I did not say this and so exhausted by trying NOT to throw up on the dentist because of the blood swallowing, heaving pain and general experience, I paid the man some money… who knows how much, and who knows why?...

Delirious, Lilly gave me some instructions to which I nodded to but knew I’d not remember (again, no blood in the brain) and we headed to the closest chemist to obtain some pain killers… or so I thought.

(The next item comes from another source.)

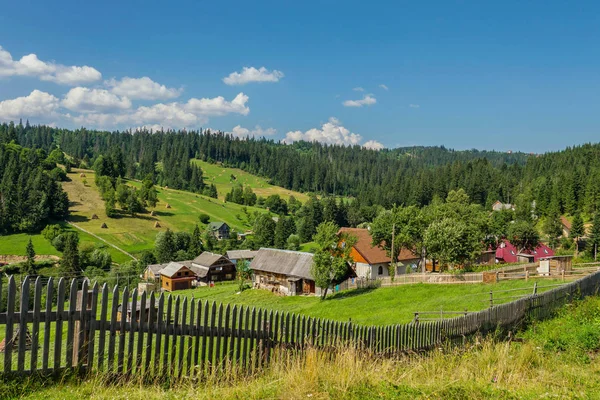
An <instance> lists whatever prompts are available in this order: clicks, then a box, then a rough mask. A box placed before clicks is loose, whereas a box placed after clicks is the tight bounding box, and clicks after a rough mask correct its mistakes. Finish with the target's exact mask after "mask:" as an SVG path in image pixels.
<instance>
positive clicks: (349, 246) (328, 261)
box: [311, 221, 356, 299]
mask: <svg viewBox="0 0 600 400" xmlns="http://www.w3.org/2000/svg"><path fill="white" fill-rule="evenodd" d="M338 230H339V228H338V226H337V225H336V224H335V223H333V222H331V221H328V222H323V223H322V224H320V225H319V226H318V227H317V232H316V233H315V236H314V241H315V242H316V244H317V246H318V249H317V251H316V252H315V255H314V257H313V264H312V266H311V275H312V276H313V278H314V280H315V284H316V285H317V286H318V287H320V288H321V289H322V290H323V291H322V294H321V299H324V298H325V297H326V296H327V291H328V289H329V287H330V286H332V285H333V284H335V283H336V282H339V281H341V280H342V279H343V278H344V277H345V276H346V275H347V273H348V265H349V263H350V262H351V260H352V259H351V257H350V252H351V251H352V246H354V245H355V244H356V238H355V237H353V236H349V235H346V234H342V235H340V236H338V234H337V232H338ZM341 243H344V244H345V245H343V246H342V245H341Z"/></svg>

We rode (note to ALL reading this… DO NOT RIDE after tooth extraction, not a wisdom tooth a front tooth… just NO tooth extraction!) to the ‘closest chemist (I say this loosely)’. The dentist hadn’t given specific drugs so we asked the ‘chemist’ for the appropriate drugs. Upon bringing these home, I thought it best to look them up…

Both were for STDs… I felt maybe these weren’t the right drugs for me… so popped a couple of paracetamol and with shaking hands and wobbly legs, headed to bed before my evening classes.

Last few days? Puffy cheeked and sore, my hope that the pain today means for a stress less trip soon!